We only use or disclose your personal information:

• For the purpose for which it was collected

• With your consent (verbal or written)

• To others involved in your care (e.g., GP, specialists, NDIS coordinators)

• When required by law (e.g., reporting obligations, subpoenas)

• In an emergency or when there is a serious threat to health or safety

We will not sell or rent your information or use it for marketing without consent.

Relevant Provisions: APP 6 & 8 - Use or disclosure & cross-border disclosure: https://www.oaic.gov.au/privacy/australian-privacy-principles-guidelines

 

8. Website Use and Cookies

Our website uses cookies to improve user experience and gather basic usage analytics. These do not capture personal health or sensitive data. You may opt out through browser settings.

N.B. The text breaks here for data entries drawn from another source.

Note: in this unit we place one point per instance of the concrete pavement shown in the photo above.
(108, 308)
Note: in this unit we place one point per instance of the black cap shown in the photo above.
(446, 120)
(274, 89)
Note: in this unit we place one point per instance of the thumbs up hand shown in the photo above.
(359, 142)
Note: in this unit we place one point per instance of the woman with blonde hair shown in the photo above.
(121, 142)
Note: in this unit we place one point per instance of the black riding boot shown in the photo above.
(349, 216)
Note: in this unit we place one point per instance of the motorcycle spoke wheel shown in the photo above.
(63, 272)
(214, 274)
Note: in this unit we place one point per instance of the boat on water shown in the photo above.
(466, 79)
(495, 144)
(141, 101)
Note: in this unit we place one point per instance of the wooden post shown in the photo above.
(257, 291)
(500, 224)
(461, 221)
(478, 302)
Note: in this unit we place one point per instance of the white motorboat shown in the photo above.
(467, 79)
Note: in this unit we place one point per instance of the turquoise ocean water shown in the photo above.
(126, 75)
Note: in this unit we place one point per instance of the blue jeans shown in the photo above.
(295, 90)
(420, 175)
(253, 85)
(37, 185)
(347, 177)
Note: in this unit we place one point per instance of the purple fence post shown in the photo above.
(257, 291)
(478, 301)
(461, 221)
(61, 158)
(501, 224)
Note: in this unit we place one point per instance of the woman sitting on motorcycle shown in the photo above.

Our website includes disclaimers stating that the information provided is for general education and not medical advice.

 

9. Access and Correction

You may access your personal information or request corrections by contacting us. We will:

• Verify your identity

• Respond within 30 days

• Provide a written explanation if we deny the request

You may also submit a statement if a correction request is denied, and this will be added to your file.

Guidelines:

• APP 12 & 13: https://www.oaic.gov.au/privacy/australian-privacy-principles-guidelines

 

10. Data Breaches

In the event of a data breach, Nunyara Care Plus will:

• Investigate and assess the extent of the breach

• Take corrective actions

• Notify affected individuals where necessary

• Report to the Office of the Australian Information Commissioner (OAIC) if there is a risk of serious harm

Reference:

• OAIC Data Breach Guidelines: https://www.oaic.gov.au/privacy/guidance-and-advice/data-breach-preparation-and-response

 

11. Mental Capacity and Consent

If a client lacks capacity to consent, we will seek authorisation from a legal guardian, enduring power of attorney, or appointed substitute decision-maker, following relevant state and federal laws.

Reference: Guardianship Act (Vic): https://www.legislation.vic.gov.au/in-force/acts/guardianship-and-administration-act-2019

 

12. Complaints

If you believe your privacy has been breached or mishandled, please contact:

Privacy Officer – Nunyara Care Plus
📧 Email: contact@ncplus.com.au
📞 Phone: 1300 770 255

If unresolved, you may contact:

• Office of the Australian Information Commissioner: https://www.oaic.gov.au

• Victorian Health Complaints Commissioner: https://hcc.vic.gov.au

 

13. Related Legislation and Resources

• Privacy Act 1988 (Cth): https://www.legislation.gov.au/Details/C2023C00106

• Health Records Act 2001 (Vic): https://www.legislation.vic.gov.au/in-force/acts/health-records-act-2001

• Australian Privacy Principles: https://www.oaic.gov.au/privacy/australian-privacy-principles

• Aged Care Quality Standards: https://www.agedcarequality.gov.au/providers/standards

• Charter of Aged Care Rights (2019): https://www.agedcarequality.gov.au/consumers/consumer-rights

• Dignity in Care Principles: https://www.sahealth.sa.gov.au

 

14. Policy Review

This policy was last reviewed on 8 July 2025. It will be reviewed annually or when there is a significant change in legislation or service delivery practices.